📚 Learning Hub
· 3 min read

We Deployed to Production on a Friday — Here's What Happened


This actually happened to a team I worked with. The deploy looked clean, the tests passed, and everyone went home for the weekend. By Saturday morning, the on-call engineer’s phone was on fire.

It was 4:47 PM on a Friday. The PR had been approved. Tests were green. “It’s a small change,” someone said. Famous last words.

The change

A database migration that added a new column to the users table. Simple ALTER TABLE ADD COLUMN. We’d done it a hundred times.

What went wrong

5:02 PM — Deploy goes out

The migration runs. Takes 3 seconds in staging. In production, with 2.3 million rows, it takes 47 seconds. During those 47 seconds, the table is locked.

5:02 PM — Alerts fire

Every API endpoint that touches the users table starts timing out. That’s… most of them. Health checks fail. The load balancer starts returning 502s.

5:03 PM — Cascade begins

The frontend retries failed requests. Each retry hits the locked table. Connection pool fills up. Now even endpoints that don’t touch users can’t get a database connection.

5:04 PM — Full outage

The site is down. 100% error rate. PagerDuty is screaming. The Slack channel has 47 unread messages.

The scramble

5:05 PM — “Who deployed?” (It was all of us. We approved it.)

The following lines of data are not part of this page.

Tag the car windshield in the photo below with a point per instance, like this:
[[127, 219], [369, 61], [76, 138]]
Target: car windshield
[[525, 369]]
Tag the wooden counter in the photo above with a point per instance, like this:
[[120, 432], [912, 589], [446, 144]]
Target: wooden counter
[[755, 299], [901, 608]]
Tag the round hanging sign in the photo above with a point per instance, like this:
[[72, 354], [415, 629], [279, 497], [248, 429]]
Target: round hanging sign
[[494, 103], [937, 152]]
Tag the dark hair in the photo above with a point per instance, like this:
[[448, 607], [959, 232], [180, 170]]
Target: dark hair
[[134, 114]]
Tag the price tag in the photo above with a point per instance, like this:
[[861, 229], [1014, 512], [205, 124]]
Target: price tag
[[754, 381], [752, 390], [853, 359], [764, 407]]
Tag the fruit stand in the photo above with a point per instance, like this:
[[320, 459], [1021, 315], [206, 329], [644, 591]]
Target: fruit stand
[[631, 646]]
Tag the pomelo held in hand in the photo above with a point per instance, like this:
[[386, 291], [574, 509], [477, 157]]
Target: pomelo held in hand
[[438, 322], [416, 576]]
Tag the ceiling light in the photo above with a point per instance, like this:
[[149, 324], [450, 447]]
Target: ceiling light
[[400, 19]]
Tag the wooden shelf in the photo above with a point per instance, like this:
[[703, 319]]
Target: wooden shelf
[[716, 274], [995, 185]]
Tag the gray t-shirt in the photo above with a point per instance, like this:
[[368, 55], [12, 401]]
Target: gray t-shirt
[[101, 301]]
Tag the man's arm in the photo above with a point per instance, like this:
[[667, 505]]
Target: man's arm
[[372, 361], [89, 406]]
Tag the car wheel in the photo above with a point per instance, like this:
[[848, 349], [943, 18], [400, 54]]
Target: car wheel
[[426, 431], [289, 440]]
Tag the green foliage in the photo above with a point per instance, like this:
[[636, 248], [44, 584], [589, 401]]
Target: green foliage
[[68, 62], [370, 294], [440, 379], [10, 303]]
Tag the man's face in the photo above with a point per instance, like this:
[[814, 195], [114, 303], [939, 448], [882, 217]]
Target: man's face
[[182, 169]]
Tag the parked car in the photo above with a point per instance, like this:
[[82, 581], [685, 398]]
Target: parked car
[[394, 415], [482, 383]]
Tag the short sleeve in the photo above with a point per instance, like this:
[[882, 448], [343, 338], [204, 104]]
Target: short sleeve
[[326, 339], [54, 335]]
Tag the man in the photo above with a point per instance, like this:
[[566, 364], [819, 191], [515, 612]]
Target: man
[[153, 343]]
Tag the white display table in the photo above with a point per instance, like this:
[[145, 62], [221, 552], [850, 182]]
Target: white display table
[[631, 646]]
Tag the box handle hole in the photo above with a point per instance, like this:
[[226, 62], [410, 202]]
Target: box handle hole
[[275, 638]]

5:06 PM — Check if the migration is still running. It finished at 5:03. The table is unlocked. But the connection pool is exhausted and not recovering.

5:08 PM — Restart the application servers. Connections reset. Health checks pass. Traffic starts flowing.

5:12 PM — Site is back. Total downtime: 10 minutes.

Why it actually happened

The migration itself wasn’t the problem. The real issues:

  1. No migration testing at production scale. Staging had 10,000 rows. Production had 2.3 million. A 3-second migration became a 47-second lock.

  2. No connection pool recovery. When all connections were blocked, the pool didn’t gracefully queue — it just rejected everything. And when the lock released, the pool didn’t recover without a restart.

  3. Retry storms. The frontend retried every failed request 3 times with no backoff. 1,000 failed requests became 3,000, then 9,000.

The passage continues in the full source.